In July 2018, I announced details of a new pilot scheme to support micro generation, initially targeting solar PV, homeowners, battery storage and self-consumption. The data gathered during the pilot scheme will inform potential future phases of support for micro-generation in Ireland that may be appropriate, as we align with the ambition and requirements of the recast Renewable Energy Directive (RED) that recognises the rights, entitlements and obligations of renewable self-consumers.
The payback period depends on several factors like the direction and accessibility of a dwelling's roof, the location in the country, and the amount currently paid by the occupier of the property for electricity. Using a typical system of 1.5kWp, each applicant would get a grant of €1,050 and save about €200 a year in electricity costs.
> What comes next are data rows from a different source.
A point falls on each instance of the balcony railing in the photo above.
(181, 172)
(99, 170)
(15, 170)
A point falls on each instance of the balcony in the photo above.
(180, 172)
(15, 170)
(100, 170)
On average this would give a payback of around 9 years.
The Sustainable Energy Authority of Ireland (SEAI) has structured this grant support based on detailed analysis of costs and willingness to pay research, and the grant level (30-35% overall installation costs) is in line with other grants offered by the SEAI. It is in the interest of each homeowner to increase self-consumption of the generated solar energy in the home, and by linking the additional grant scheme with battery storage, the scheme is tailored to encourage this.
The scheme will be subject to a six month review which will examine the uptake and the level of the grant, assess the costs associated with the technology and explore opportunities for broadening the scheme as appropriate. My Department is continuing to work closely with the micro-generation sector and the SEAI to better understand how to validate and further develop these policies in a fair and cost effective manner.
Micro generation, was also appraised as part of the Renewable Electricity Support Scheme (RESS) economic assessment. The analysis identified a number of challenges that may need to be addressed before a financial support scheme (payment) for micro generation can be developed. These include a reform of network charges, an assessment of the distributional impact of such a policy decision on the PSO (cost burden sharing), and development of a fair tariff for exported electricity taking the benefits of self-consumption into account. This approach is in line with experience from other EU member states who have attempted to introduce supports for micro generation.
The Deputy will appreciate that in developing and expanding renewable energy support schemes that a careful balance must be struck between the subsidy to renewable generators and the additional costs to pay for these schemes that are transferred to electricity bill payers. Proposals for all such schemes are and must be subject to careful economic appraisal.